Haynes received further acclaim for his second feature film, Safe (1995), a symbolic portrait of a housewife who develops extreme allergic reactions to her suburban life. Safe was later voted the best film of the 1990s by The Village Voice Film Poll. Haynes' next feature, Velvet Goldmine (1998), is a tribute to the 1970s glam rock era, drawing heavily on the rock histories and mythologies of David Bowie, Iggy Pop and Lou Reed. The film received the Special Jury Prize for Best Artistic Contribution at the 1998 Cannes Film Festival and an Academy Award nomination for Best Costume Design.

Haynes gained critical acclaim and a measure of mainstream success with his 2002 feature, Far from Heaven. Inspired by the cinematic language of the films of Douglas Sirk, Far From Heaven is a 1950s-set melodrama about a Connecticut housewife who discovers that her husband is gay and falls in love with her African-American gardener. The film received four Academy Award nominations, including Best Original Screenplay for Haynes. 

His fifth feature, I'm Not There (2007), marked another shift in direction. A nonlinear biopic, I'm Not There depicts various facets of Bob Dylan through seven fictionalized characters played by five actors and an actress. I'm Not There received critical acclaim and an Academy Award nomination for Best Supporting Actress for Cate Blanchett. 

In 2011, Haynes directed and co-wrote Mildred Pierce, a 5-hour mini-series for HBO, which garnered 21 Emmy Award nominations, winning five, as well as four Golden Globe Award nominations and a win for lead actress Kate Winslet.

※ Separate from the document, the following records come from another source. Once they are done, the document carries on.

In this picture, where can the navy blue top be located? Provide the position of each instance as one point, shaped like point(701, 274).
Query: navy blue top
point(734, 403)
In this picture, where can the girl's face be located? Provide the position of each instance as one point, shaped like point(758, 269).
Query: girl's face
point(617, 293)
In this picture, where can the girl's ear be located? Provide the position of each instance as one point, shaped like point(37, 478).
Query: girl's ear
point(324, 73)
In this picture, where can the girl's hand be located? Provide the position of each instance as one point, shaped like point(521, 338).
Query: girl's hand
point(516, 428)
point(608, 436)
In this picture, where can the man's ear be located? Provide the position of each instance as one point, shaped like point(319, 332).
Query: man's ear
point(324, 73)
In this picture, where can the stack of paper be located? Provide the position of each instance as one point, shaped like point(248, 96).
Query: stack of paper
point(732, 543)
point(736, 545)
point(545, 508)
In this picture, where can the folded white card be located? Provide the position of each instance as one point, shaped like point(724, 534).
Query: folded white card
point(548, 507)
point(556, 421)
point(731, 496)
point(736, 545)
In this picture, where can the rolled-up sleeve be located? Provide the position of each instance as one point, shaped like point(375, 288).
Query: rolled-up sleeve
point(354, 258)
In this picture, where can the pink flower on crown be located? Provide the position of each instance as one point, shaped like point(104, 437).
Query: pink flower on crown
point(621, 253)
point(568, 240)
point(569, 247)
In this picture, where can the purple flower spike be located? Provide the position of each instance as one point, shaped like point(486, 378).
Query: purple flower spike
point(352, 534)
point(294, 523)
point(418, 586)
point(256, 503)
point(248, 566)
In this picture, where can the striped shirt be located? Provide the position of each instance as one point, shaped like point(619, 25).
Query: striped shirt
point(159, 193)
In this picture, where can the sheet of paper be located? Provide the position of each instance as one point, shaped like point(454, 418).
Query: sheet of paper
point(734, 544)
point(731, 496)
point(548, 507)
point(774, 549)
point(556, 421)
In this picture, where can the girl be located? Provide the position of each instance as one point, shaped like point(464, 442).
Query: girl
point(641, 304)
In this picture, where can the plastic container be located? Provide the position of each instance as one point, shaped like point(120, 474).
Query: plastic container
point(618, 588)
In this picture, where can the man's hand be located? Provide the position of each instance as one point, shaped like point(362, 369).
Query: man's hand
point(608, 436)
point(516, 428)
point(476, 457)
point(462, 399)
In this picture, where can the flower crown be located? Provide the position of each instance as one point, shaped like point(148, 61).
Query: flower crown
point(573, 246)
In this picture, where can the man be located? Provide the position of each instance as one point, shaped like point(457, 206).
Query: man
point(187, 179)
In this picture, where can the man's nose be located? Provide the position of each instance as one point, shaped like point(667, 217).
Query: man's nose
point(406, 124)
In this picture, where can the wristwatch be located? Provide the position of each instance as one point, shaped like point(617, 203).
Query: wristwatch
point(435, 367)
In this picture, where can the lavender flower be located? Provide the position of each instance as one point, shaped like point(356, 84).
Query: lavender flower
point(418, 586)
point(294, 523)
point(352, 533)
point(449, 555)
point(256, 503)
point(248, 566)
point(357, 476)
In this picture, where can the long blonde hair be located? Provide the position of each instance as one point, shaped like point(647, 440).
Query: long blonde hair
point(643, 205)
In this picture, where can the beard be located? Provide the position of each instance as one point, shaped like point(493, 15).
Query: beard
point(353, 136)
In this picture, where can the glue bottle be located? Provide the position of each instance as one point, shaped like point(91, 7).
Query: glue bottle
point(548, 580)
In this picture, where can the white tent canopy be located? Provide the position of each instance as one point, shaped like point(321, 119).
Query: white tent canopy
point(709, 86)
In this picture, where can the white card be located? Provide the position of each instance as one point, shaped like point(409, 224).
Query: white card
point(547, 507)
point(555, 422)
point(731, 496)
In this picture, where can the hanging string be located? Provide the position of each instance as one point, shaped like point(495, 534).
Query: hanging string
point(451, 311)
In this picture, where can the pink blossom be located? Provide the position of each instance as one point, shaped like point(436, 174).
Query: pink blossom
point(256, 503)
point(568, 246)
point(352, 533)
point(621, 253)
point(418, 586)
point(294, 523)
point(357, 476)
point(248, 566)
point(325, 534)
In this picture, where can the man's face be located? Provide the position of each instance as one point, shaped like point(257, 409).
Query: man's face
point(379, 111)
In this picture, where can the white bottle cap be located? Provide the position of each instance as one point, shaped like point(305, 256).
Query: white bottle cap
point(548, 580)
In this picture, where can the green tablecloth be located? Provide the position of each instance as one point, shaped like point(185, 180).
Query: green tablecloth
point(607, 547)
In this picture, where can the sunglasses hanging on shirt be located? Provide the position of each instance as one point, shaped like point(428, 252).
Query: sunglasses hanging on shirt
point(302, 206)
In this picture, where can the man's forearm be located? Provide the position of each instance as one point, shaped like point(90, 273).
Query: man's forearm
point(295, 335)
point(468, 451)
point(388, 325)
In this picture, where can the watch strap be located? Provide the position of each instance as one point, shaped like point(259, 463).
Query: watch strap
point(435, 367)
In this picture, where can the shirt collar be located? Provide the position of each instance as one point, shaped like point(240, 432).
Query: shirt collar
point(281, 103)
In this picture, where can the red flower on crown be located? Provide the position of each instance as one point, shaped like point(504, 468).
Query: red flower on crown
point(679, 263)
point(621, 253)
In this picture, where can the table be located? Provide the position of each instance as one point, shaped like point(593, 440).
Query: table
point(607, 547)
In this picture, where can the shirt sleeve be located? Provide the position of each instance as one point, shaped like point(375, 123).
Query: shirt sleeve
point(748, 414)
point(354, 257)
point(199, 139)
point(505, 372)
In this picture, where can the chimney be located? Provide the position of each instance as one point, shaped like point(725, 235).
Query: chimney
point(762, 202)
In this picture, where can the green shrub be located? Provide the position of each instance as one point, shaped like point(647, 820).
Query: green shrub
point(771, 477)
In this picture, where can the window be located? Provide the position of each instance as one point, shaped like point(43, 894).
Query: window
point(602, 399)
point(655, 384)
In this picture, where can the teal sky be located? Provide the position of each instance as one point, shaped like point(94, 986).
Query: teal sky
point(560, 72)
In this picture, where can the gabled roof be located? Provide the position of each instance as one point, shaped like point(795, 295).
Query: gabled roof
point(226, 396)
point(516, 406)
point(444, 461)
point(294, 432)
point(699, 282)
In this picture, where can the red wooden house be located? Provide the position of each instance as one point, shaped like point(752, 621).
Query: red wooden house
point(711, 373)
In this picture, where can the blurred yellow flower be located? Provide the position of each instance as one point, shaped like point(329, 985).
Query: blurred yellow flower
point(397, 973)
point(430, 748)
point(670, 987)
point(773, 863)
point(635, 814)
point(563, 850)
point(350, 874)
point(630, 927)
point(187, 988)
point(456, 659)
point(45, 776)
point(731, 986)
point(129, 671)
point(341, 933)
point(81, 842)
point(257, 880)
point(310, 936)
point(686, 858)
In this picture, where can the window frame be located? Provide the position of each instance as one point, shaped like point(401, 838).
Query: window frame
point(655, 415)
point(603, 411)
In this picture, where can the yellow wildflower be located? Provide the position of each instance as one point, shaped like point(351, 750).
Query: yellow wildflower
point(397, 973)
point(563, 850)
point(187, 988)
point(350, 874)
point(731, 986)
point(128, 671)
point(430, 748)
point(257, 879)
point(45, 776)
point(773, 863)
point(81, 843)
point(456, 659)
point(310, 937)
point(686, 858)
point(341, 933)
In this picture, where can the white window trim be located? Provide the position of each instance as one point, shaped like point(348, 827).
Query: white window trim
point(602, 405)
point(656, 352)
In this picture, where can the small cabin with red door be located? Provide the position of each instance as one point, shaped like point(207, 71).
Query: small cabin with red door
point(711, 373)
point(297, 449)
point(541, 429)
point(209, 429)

In 2015, Haynes returned to the big screen with Carol, his sixth feature film and the first film not written by him. Based on Patricia Highsmith's seminal romance novel The Price of Salt, Carol is the story of a forbidden love affair between two women from different classes and backgrounds in early 1950s New York City. The film received critical acclaim and many accolades including six Academy Award nominations, five Golden Globe Award nominations, and nine BAFTA Award nominations.

On October 20, 2017, Haynes's Wonderstruck was released, having premiered at the 2017 Cannes Film Festival on May 18, 2017. The film is an adaptation of Brian Selznick's children's book of the same name. Wonderstruck stars Julianne Moore. The movie describes two deaf children, one in 1927 and the other in 1977, who embark on separate quests to find themselves.

Haynes is set to direct an untitled Peggy Lee film based on a screenplay by Nora Ephron, starring Reese Witherspoon. He is also developing a TV series based on the 2012 documentary The Source Family for HBO.


Raybeard said...

This director's coming up with a high concentration of true 'quality' films, and it's not only me who thinks so. Just about everyone agrees that 'Carol' is a quite remarkable addition to the film canon. Having been a Patricia Highsmith fan for getting on for 50 years now, it was a real pleasure to see a film of one of her novels that didn't leave me feeling short-changed or wishing it had been done differently. And few films could haunt me as much as 15 years later as does 'Far from Heaven', as near-perfection as one could wish.
I could go on mentioning other films - but why-oh-why do we in the U.K. have to wait until April to see 'Wonderstruck'? APRIL!!!! Strewth!

Bob Slatten said...

He is one of my favorites. I just caught Far From Heaven on TV over the weekend and enjoyed it so much, again.